Create [decentralized] systems to harvest the early cheap opportunities (p40)
Understanding decentralisation and delegation is especially important when running distributed development. Here’s a technical example (though the point isn’t the technique): I don’t (can’t!) review every line of code that gets committed but it is easily decentralized. Not only can developers review each other’s code, but my loathing of duplication in code has been communicated strongly, along with a counterbalancing worry about breaking working code without economic justification. As a result, the kinds of refactorings that lead to a smaller codebase and consequently to a smaller maintenance headache happen regularly without my direct involvement, and (thanks also to investments in unit tests and a CI system) seemingly without too much pain. But is this really a “cheap opportunity”? Yes, one has to be concerned about overdoing the up-front investment, but in our case it has already made for a more comfortable and productive environment and I’m happy that the pay-back period is short enough to make this a no-brainer.
Onwards and upwards
All of this has been drawn from or prompted by just the first three chapters, there being nine in total. Reinertsen goes on to discuss variability, batch sizes, WIP constraints, controllability and feedback before taking an interesting turn with a chapter on decentralisation, drawing heavily from military theory. All of it is excellent, some of it very quotable, some of it very valuable reference material (and no less readable for that). I make no apologies though for emphasising the core concept Don surely intends to keep at the fore as we continue with the rest of the book.
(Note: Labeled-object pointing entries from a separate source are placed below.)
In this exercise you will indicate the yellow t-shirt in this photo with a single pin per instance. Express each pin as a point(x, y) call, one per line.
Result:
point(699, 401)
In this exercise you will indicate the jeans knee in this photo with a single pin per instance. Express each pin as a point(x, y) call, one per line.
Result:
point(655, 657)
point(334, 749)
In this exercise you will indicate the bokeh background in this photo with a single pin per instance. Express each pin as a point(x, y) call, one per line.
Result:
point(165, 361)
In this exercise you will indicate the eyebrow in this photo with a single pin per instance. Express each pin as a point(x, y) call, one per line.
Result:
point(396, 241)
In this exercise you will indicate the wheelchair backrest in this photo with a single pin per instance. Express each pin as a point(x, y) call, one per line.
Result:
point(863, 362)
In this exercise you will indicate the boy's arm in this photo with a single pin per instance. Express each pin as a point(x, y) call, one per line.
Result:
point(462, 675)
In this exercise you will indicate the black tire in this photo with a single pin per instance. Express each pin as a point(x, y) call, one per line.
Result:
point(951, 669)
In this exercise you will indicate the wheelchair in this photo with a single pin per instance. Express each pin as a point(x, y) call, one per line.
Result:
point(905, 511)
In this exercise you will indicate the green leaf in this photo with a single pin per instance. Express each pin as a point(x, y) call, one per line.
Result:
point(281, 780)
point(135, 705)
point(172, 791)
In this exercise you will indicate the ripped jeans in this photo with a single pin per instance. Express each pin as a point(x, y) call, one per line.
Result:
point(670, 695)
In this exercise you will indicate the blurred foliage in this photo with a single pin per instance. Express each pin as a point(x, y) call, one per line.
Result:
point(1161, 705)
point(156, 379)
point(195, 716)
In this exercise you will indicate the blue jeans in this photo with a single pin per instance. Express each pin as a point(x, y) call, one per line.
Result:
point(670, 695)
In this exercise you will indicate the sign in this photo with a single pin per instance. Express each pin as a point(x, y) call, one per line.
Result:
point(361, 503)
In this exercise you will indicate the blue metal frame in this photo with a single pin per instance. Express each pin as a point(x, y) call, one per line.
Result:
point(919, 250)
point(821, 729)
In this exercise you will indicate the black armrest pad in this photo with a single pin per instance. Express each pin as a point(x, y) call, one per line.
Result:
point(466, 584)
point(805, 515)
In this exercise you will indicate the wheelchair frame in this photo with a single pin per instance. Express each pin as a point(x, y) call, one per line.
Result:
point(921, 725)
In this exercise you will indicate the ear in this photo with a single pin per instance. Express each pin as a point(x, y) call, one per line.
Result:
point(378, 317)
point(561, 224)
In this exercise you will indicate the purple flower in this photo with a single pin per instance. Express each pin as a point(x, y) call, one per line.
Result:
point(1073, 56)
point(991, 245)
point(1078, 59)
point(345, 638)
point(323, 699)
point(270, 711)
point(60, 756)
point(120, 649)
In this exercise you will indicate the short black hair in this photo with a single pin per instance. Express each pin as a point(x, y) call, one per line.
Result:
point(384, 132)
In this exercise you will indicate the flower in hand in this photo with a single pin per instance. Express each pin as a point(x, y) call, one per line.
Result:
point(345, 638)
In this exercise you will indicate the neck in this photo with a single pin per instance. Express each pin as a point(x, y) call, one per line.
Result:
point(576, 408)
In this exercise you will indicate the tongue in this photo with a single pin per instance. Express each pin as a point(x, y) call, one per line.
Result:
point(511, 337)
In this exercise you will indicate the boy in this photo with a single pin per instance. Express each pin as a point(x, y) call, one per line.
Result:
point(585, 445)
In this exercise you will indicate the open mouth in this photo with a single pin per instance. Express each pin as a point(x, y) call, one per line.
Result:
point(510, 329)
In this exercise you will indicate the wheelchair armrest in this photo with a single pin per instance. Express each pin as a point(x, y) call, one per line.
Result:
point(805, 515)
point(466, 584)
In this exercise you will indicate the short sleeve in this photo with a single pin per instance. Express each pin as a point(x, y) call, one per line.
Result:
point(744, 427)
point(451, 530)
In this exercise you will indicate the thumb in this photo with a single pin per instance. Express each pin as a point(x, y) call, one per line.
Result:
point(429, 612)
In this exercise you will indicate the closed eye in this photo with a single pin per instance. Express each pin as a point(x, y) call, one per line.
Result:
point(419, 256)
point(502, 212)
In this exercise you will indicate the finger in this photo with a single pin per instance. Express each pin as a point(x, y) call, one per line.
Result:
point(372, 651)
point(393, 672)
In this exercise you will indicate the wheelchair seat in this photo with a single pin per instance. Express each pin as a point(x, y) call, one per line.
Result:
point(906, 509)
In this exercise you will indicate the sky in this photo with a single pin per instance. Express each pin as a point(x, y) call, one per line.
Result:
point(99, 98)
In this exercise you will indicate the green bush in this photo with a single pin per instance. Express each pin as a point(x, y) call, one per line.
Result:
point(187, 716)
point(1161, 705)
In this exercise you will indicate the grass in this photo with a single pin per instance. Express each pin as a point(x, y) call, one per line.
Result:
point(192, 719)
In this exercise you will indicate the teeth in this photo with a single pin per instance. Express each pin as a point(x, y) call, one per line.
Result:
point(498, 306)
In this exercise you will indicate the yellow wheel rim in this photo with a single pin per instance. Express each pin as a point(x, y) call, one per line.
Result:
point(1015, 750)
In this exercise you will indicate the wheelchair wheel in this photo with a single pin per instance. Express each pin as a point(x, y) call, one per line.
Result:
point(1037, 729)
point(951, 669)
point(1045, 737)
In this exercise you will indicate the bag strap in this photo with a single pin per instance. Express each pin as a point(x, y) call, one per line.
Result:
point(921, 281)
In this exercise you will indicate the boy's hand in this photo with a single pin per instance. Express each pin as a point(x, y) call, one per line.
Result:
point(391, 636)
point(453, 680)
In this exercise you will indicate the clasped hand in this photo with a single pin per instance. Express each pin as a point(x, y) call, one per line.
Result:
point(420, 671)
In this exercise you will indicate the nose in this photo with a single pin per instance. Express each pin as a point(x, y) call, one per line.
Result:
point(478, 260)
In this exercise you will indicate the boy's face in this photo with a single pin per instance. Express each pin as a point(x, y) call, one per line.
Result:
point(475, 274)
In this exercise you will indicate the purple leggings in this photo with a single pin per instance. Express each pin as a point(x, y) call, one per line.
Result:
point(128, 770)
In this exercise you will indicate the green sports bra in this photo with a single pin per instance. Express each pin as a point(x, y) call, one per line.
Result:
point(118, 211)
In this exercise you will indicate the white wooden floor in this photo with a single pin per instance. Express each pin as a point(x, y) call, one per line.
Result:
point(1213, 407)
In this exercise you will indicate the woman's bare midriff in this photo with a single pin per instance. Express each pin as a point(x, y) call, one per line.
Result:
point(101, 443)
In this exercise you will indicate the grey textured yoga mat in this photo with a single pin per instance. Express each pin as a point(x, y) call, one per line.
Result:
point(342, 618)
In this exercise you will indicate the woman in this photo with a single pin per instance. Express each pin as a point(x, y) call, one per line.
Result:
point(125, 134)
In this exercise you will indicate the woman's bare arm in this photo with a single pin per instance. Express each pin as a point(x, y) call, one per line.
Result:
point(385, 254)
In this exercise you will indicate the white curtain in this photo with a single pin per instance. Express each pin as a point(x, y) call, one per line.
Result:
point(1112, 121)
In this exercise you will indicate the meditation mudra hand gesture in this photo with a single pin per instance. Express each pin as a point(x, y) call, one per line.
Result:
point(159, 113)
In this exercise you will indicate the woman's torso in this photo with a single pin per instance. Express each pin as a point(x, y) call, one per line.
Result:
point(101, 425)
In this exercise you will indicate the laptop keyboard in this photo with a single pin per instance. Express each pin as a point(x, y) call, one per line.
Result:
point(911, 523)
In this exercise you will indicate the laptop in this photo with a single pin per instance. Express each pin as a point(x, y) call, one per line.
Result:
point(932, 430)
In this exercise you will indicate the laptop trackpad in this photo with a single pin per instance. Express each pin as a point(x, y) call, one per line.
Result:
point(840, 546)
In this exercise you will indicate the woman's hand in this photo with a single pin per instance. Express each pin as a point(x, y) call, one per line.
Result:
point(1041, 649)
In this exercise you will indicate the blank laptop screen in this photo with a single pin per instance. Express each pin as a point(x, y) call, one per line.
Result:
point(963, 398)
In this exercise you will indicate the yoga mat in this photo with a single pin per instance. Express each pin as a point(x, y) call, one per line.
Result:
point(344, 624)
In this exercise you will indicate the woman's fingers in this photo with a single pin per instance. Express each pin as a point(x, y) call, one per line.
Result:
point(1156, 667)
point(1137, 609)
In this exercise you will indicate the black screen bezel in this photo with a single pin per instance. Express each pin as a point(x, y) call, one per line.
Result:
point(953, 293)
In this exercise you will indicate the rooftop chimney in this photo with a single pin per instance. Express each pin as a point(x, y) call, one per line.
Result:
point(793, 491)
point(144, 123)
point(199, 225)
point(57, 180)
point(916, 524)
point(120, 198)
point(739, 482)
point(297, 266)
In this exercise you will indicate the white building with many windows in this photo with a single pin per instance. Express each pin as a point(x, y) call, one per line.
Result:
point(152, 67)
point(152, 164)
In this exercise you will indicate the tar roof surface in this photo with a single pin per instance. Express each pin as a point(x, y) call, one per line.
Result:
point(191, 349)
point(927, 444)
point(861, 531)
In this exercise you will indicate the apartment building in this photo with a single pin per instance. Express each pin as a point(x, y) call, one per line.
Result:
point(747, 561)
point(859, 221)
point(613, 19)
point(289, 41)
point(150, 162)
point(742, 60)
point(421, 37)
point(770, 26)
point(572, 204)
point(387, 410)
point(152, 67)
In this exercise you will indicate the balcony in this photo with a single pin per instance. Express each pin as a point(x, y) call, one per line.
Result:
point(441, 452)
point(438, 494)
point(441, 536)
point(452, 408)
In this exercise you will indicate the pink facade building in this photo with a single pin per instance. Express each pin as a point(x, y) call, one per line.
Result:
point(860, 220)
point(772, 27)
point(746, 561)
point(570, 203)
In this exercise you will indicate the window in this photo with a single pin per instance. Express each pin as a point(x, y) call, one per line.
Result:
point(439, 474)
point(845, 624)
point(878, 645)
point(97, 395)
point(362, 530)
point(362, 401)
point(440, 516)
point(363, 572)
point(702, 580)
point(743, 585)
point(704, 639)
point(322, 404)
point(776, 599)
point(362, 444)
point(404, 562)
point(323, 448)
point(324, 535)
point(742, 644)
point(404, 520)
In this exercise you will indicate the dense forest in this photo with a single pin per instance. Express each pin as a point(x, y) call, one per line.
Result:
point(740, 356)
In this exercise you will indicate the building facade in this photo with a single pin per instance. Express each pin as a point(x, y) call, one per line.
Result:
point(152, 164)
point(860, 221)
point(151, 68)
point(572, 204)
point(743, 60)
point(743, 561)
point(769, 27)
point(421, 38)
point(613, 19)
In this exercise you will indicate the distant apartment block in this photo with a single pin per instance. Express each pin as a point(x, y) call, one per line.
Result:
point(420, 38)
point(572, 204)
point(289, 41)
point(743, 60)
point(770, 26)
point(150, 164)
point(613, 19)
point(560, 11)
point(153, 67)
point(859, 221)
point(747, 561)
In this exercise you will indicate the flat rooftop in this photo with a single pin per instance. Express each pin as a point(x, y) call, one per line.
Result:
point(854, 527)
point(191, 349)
Nits to pick? Only one springs to mind, and it’s not a problem, just a minor missed opportunity. It follows from the book’s analysis of the economics of the timing of decisions that an un-made decision has real economic value, but this could have been made explicit. A link to Real Options Theory would have been very nice here, and it might have informed some of the later parts of the book. I have a vague recollection that Real Options do get mentioned, but I couldn’t find it in the index.
I have two concluding remarks to make. The first is about Kanban, and it is to restate a comment I made on one of the mailing lists: implementing Kanban was undoubtedly one of my better professional decisions in a 20-something year career as developer, project and program manager and now the senior IT guy in my new organisation. The second is about the book: quite simply it’s brilliant; buy it!